Call centers – Spettacolo per tutti, informazioni per specialisti

Strano destino quello dei call centers. Presi a simbolo del moderno lavoro precario, destinatari di ripetute citazioni da parte dei politici, ispiratori di ricerche, libri, spettacoli teatrali, film, sono da due anni sulla cresta dell’onda mediatica, ma le recenti novità sugli obblighi di stabilizzazione lavorativa stanno passando nel silenzio: i mezzi di informazione, ad eccezione del Sole 24 Ore, devono aver considerato l’argomento troppo specialistico. Eppure le caratteristiche per essere popolare ce le avrebbe, dato riguarda circa 50 mila lavoratori in Italia, e diverse centinaia nella nostra città.


La novità viene da una recentissima (31 marzo 2008) circolare del Ministero del Lavoro che ammette la necessità di considerare con più rigore l’attività degli operatori outbound (quelli che fanno promozione commerciale) ai fini di una loro stabilizzazione lavorativa, obbligatoria invece solo per gli operatori inbound (quelli che ricevono le telefonate).
L’esperienza ispettiva nell’ambito della attività dei call center, dice la circolare “ha infatti frequentemente evidenziato l’assenza degli elementi che contraddistinguono una prestazione genuinamente autonoma per le attività outbound e ciò induce inevitabilmente ad una più approfondita valutazione in ordine alla possibilità in concreto del citato criterio distintivo”.
Storia lunga questa della regolarizzazione dei lavoratori call center, e controversa. Su quanto fosse discutibile, ed anche dannosa, la distinzione tra inbound ed outbound, ci eravamo già espressi (OLI del 5 marzo 2008 e del 13 giugno 2007).
Domanda: ci voleva tutta questa attività ispettiva per mettere in luce le caratteristiche organizzative di un settore consolidato già da diversi anni, ed oggetto di ricerche?
Girando sui siti si raccoglie la soddisfazione della CGIL e delle grandi imprese che avevano già stabilizzato anche i lavoratori outbound, preoccupate per il “dumping” delle aziende più disinvolte.
Ma c’è anche una cultura sindacale che mette al primo posto il suo “esserci”, a prescindere. In questo caso a darle voce è il segretario generale della Fistel (sindacato Cisl dell’informazione), che all’apprezzamento per la circolare fa seguire una lunga serie di “ma”: “ma non deve assolutamente essere sostitutiva del rapporto contrattuale… ma deve limitarsi ad accompagnare le decisioni delle parti sociali… ma crediamo che siano le parti sociali a dover stabilire tempi e modalità di questa operazione”.

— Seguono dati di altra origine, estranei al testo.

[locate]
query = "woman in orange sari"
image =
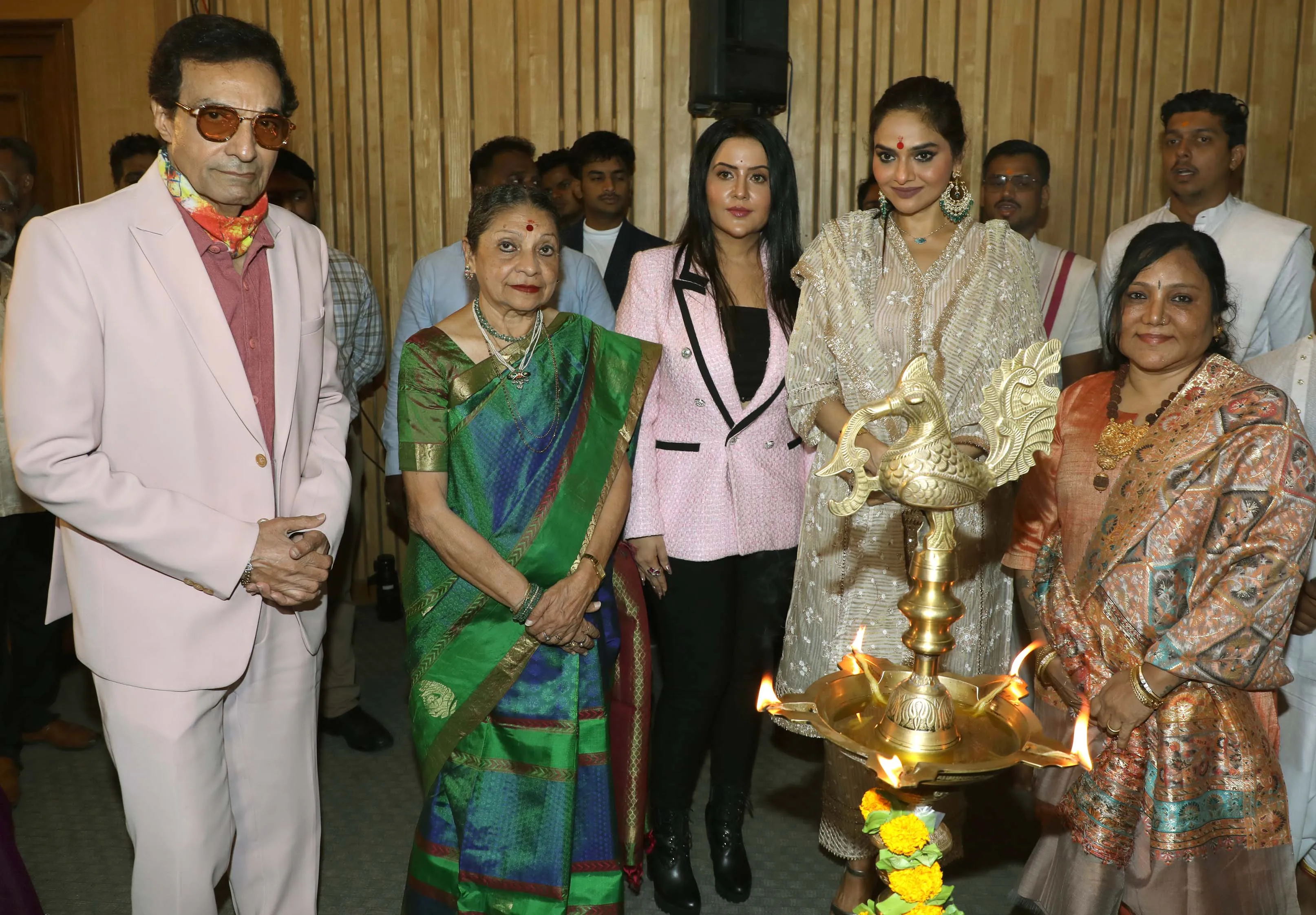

Il piacere di “esserci”, di essere un punto obbligato di passaggio, a prescindere, può produrre però esiti infelici. Lo scorso 24 settembre 2007 il Ministero del Lavoro con una circolare segnalò infatti le “ricorrenti criticità” degli accordi di stabilizzazione sottoscritti tra sindacato ed imprese: regolarizzazioni indeterminate nel tempo o comunque troppo dilazionate, limitate ad una sola parte dei lavoratori, con orari di lavoro eccessivamente ridotti.
Alla fine, comunque, 20 mila operatori prevalentemente inbound sono passati dal contratto a progetto a quello dipendente.
Ora, si spera, tocca agli altri. Il processo non è automatico, ma sarà più difficile per le imprese giustificare l’utilizzo dei contratti a progetto.